Another big issue for 2021 was the environment. In December, UofG won £1.5m for a new project for sustainable mining in the Philippines. The project is called PANAMA, a Filipino word that means legacy/heritage. The transition to clean energy worldwide is going to require certain minerals that are critical for this technology. Mining these minerals will create a big carbon footprint so this new project aims to mine them in a sustainable way. Doing this will help the transition to net-zero without further harming the planet. This project will promote sustainable mining in the Philippines by empowering scientists, mining companies and more for an environmentally friendly future. 

In addition to this future project, the University also ran a study on fish genetics which could inform future conservation policy. This study looks at how commercial fishing impacts species evolution. The genes that were most affected had to do with brain function and development but the specifics (growth, metabolism, etc.) depend on the density of the population. Dr. Crespel, the lead author of the study says that “our results highlight the need to consider environmental factors when predicting effects of human-induced selection and evolution”. The study shows how human behaviour can affect the environment when it comes to species populations and genetics. 

The University has led on a series of nanotechnology projects this year and this continued in December. Its Optics group led an international group of scientists to create a new imaging technique. This technique allows 3D imaging video rates through a fibre the width of a human hair. This technology will allow for single fibre imaging devices that can be part of industrial inspection, environmental monitoring, and even medical imaging. Currently, medical imaging devices require more fibres making devices the thickness of a finger, but this technology could change that. 

UofG researchers have also been looking at health conditions. A new study led this December marks the first study of the prevalence of chronic pain in those with long-term conditions and different levels of multi-morbidity. They found that participants with four or more long-term conditions were three times more likely to have chronic pain and thirteen times more likely to have widespread chronic pain than people without long-term conditions. Dr Neha Issar-Brown, Director of Research at Versus Arthritis said: “These findings are important not only to improve our understanding of chronic pain associated with multiple long-term conditions but will also lead to improved management and treatments for the millions of people who experience the devastating impact of living with pain.” 

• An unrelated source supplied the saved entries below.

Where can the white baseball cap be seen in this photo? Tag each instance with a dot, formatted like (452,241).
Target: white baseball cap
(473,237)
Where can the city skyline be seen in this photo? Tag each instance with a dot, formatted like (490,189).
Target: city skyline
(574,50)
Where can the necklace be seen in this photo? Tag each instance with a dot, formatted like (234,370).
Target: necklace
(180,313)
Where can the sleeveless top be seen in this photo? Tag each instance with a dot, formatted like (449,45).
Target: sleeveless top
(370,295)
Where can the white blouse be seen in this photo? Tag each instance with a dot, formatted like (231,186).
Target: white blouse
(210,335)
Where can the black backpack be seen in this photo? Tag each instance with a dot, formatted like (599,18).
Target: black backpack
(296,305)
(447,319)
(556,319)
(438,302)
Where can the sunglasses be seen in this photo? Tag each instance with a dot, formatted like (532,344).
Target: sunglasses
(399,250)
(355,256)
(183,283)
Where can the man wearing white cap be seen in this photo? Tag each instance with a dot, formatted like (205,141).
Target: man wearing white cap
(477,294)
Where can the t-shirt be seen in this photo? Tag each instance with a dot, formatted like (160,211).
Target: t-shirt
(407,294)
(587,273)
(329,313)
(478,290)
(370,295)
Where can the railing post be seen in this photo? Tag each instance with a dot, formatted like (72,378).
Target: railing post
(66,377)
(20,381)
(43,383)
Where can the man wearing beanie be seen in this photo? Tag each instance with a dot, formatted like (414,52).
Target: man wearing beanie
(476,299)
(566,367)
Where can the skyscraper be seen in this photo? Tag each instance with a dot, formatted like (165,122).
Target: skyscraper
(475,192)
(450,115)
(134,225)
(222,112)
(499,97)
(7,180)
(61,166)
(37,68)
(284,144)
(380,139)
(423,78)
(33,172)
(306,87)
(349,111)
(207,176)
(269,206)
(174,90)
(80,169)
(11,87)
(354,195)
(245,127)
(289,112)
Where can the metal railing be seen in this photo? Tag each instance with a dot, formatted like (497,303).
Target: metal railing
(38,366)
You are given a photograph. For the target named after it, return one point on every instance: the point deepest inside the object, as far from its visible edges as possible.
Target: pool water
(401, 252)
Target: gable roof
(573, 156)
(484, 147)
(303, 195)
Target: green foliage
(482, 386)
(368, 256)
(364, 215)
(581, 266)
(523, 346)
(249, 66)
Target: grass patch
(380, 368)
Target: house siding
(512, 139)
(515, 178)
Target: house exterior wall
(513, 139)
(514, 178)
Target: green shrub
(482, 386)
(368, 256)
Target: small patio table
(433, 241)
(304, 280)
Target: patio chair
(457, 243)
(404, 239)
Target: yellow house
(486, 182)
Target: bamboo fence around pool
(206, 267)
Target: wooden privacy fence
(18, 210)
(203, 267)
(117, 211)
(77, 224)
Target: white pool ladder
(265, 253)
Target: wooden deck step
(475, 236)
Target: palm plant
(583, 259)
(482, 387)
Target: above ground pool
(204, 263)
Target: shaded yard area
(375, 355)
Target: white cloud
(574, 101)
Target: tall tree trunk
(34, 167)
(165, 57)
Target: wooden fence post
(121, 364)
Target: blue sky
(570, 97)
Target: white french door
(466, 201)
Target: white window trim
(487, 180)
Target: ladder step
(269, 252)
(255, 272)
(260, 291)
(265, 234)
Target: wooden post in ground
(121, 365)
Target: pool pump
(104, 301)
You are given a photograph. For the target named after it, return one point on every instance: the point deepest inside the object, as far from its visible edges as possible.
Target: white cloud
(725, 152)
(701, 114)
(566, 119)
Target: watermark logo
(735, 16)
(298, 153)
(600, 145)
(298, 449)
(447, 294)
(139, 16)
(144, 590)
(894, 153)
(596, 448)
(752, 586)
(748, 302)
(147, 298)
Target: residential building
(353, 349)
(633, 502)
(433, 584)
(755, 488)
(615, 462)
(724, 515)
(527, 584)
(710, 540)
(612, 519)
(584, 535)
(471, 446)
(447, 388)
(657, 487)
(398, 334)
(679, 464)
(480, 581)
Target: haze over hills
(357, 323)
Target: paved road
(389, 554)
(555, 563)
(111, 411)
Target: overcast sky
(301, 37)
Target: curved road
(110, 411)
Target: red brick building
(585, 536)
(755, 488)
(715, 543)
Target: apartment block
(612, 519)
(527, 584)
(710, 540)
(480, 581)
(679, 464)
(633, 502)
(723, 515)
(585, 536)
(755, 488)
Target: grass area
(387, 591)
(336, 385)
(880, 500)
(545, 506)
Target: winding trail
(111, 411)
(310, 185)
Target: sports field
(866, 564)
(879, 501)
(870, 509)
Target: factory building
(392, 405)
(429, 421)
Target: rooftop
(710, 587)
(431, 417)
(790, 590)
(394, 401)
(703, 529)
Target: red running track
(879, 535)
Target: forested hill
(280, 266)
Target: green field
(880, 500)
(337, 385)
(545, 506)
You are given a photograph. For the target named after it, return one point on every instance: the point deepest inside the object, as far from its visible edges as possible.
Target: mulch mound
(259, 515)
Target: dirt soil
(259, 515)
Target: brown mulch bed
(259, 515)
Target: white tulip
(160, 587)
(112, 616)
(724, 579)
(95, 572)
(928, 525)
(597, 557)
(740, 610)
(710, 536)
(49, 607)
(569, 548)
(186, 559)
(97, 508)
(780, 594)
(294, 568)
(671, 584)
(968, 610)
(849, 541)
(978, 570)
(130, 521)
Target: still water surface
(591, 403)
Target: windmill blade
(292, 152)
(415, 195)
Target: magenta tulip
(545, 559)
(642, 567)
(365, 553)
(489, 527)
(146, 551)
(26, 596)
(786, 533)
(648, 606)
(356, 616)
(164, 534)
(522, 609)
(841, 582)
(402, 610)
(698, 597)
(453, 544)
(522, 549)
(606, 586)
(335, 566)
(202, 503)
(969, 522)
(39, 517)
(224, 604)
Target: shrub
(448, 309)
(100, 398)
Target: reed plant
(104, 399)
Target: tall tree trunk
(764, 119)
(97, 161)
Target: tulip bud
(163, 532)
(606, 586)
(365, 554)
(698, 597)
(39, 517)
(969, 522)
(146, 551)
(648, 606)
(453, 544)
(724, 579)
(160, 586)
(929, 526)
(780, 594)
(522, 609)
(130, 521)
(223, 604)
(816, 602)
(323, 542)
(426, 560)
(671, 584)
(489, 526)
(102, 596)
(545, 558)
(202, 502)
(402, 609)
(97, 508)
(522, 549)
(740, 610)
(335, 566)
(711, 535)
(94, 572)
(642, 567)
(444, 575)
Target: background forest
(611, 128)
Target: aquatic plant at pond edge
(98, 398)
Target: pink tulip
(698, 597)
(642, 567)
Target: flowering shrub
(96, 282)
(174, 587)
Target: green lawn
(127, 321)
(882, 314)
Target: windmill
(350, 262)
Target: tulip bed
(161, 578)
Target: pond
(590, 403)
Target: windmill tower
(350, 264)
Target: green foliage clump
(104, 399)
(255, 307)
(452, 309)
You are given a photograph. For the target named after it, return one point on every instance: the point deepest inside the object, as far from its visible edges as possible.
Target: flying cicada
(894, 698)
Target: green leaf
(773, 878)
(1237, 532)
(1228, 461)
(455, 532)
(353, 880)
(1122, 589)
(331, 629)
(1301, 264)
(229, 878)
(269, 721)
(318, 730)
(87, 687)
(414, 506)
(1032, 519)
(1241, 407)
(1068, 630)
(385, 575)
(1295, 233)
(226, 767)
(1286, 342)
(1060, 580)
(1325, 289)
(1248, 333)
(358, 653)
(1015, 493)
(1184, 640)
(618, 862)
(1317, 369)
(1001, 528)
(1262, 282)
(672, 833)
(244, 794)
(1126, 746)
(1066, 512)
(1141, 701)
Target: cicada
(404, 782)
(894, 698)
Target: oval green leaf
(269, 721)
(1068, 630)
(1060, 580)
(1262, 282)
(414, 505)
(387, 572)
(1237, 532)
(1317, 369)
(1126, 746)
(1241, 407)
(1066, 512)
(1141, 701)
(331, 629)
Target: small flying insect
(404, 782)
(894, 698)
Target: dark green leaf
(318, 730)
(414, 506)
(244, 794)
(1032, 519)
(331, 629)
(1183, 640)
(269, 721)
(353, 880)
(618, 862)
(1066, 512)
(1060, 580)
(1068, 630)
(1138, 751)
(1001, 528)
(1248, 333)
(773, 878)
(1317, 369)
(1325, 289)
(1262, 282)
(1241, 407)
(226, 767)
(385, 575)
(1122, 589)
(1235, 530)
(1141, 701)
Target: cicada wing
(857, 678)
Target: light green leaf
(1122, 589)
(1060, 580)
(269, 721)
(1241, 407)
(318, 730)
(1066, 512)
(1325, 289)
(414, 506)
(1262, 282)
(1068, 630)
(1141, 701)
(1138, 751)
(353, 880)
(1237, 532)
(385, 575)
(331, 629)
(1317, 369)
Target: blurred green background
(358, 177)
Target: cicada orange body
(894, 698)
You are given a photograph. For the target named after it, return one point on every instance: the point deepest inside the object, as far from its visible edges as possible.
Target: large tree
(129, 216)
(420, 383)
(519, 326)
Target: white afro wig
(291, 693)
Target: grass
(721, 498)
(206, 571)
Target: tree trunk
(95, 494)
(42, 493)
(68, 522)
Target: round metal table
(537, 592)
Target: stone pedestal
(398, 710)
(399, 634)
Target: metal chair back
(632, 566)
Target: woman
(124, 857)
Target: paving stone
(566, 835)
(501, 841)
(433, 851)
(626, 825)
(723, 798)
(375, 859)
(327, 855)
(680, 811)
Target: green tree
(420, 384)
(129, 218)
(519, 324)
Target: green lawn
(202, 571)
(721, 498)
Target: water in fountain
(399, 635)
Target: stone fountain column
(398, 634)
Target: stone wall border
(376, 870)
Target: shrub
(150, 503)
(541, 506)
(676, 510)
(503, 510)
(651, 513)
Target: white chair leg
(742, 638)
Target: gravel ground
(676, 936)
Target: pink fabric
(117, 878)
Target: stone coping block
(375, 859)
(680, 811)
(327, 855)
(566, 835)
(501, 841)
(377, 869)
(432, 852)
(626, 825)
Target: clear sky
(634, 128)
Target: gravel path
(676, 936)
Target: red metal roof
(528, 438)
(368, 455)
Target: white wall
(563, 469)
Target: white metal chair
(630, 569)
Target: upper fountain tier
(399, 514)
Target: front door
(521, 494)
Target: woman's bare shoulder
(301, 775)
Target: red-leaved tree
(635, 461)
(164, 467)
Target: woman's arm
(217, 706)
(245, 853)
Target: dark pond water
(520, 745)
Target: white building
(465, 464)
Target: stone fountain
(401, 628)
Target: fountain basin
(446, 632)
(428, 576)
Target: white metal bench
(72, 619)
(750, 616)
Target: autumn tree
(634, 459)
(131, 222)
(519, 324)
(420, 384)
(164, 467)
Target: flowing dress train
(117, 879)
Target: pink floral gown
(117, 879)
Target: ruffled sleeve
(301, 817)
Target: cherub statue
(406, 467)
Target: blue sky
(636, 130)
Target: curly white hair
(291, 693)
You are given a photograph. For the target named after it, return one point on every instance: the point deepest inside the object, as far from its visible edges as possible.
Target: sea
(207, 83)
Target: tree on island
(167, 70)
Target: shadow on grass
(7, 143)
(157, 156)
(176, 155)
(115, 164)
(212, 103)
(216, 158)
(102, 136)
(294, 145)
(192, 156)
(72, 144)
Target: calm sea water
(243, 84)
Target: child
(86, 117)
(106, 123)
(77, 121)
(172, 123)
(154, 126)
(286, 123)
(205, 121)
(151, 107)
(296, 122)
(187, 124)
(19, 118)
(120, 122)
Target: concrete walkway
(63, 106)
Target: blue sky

Finally, the University has been working on a new system of data analysis. The system is called Vitamin, and it can analyse data from a single signal collected by a gravitational wave collector in less than a second. Previously, a full analysis of a signal could take days to be completed. Hunter Gabbard, lead author of the paper describes the technology:  “Gravitational wave astronomy has provided us with an entirely new way to listen to the universe, and the pace of developments since the first detection in 2015 has been remarkable.”

The full paper Bayesian parameter estimation using conditional variational autoencoders for gravitational-wave astronomy can be read in Nature Physics.